Like the thousands of doctors who signed The Great Barrington Declaration, Alliance Defending Freedom who sued for religious rights to not take the COVID shot, and the parent groups who came together to get kids back in school unmasked, these associations play an invaluable part in protecting democracy and our individual rights.

This Thanksgiving, Americans should be very thankful for the myriad of people who work in think tanks, associations, independent news organizations, and the like that push back against “conventional wisdom” to unpack the truth and take to court government institutions and others that trample on individual rights.



America’s proliferation of associations is unique in the world.

Embodied in our First Amendment right to assemble is the right to freely associate and build associations which work in civil society in America as “mediating structures,” a term used by Peter L. Berger and Richard John Neuhaus to describe “those institutions standing between the individual and his private life and the large institutions of public life.”

Berger and Neuhaus wrote about the importance of mediating structures in a book called To Empower People: From State to Civil Society.
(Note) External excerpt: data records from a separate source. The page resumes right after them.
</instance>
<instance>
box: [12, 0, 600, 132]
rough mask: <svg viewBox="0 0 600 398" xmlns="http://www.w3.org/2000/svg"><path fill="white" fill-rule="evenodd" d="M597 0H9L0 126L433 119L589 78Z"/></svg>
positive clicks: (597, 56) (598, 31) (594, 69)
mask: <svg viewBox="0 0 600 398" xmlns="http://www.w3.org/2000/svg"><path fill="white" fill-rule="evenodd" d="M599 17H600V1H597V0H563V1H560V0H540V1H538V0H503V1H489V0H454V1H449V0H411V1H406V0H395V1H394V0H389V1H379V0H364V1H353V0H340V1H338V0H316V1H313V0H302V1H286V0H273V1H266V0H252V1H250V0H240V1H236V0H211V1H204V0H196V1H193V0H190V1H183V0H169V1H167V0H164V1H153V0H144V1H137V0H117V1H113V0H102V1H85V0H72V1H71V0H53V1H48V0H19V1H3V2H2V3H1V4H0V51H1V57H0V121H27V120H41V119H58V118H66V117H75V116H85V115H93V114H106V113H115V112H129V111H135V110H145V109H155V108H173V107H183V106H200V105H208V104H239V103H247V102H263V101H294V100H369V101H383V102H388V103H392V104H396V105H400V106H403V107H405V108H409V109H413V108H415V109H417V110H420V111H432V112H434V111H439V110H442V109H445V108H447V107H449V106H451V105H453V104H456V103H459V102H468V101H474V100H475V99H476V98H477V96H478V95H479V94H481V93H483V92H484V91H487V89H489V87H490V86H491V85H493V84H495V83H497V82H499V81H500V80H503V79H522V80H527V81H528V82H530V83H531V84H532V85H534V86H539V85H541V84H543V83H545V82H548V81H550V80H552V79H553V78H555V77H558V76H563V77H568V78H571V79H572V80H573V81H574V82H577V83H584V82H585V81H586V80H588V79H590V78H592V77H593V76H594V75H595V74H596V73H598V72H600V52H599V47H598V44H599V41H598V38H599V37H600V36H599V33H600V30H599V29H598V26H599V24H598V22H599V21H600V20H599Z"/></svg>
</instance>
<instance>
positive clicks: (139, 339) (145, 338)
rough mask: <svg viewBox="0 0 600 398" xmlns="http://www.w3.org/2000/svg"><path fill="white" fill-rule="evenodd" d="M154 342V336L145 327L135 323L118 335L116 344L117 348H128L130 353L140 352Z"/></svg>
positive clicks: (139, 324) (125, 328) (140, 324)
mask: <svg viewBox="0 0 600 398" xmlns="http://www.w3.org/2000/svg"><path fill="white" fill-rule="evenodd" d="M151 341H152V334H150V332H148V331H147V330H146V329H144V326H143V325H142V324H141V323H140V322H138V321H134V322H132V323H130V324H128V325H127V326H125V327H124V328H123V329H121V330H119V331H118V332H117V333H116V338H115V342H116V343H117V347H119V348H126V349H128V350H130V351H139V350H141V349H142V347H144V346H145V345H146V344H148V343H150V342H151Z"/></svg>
In their book, they list mediating structures as family, church, neighborhood, and voluntary association.

For a brief overview, this article in First Things discusses important tenants of the book.

Mediating Institutions by Wilfred M. McClay | Articles | First Things



Long before Berger and Neuhaus wrote their book (1977), Alexis de Tocqueville, recognized the importance and uniqueness of these private associations in America. In his book, Democracy in America, De Tocqueville notes that in aristocratic society, a few wealthy individuals can act to influence affairs and direct resources to a cause, but in a democracy, individuals can band together to accomplish great things without the need for the largesse of a few wealthy individuals. That’s not to say that donor leadership isn’t extremely valued by associations; however, it means to show that the power of many can compete with the power of a few. But for our right to free association would that even be possible.

From Democracy in America

“Thus the most democratic country on earth is found to be, above all, the one where men in our day have most perfected the art of pursuing the object of their common desires in common and have applied this new science to the most objects. Does this result from an accident or could it be that there in fact exists a necessary relation between associations and equality?
Aristocratic societies always include within them, in the midst of a multitude of individuals who can do nothing by themselves, a few very powerful and very wealthy citizens; each of these can execute great undertakings by himself.
In aristocratic societies, men have no need to unite to act because they are kept very much together.

Each wealthy and powerful citizen in them forms as it were the head of a permanent and obligatory association that is composed of all those he holds in dependence to him, whom he makes cooperate in the execution of his designs.
In democratic peoples, on the contrary, all citizens are independent and weak; they can do almost nothing by themselves, and none of them can oblige those like themselves to lend them their cooperation. They therefore all fall into impotence if they do not learn to aid each other freely.”

In the news articles below, Truth in Accounting is an example of an association that works to tell fact from fiction in Pritzker’s press release on the financial status of Illinois.

In another article, SEIU is an example of an association that works for their members – and against taxpayers.



How many associations have touched your life?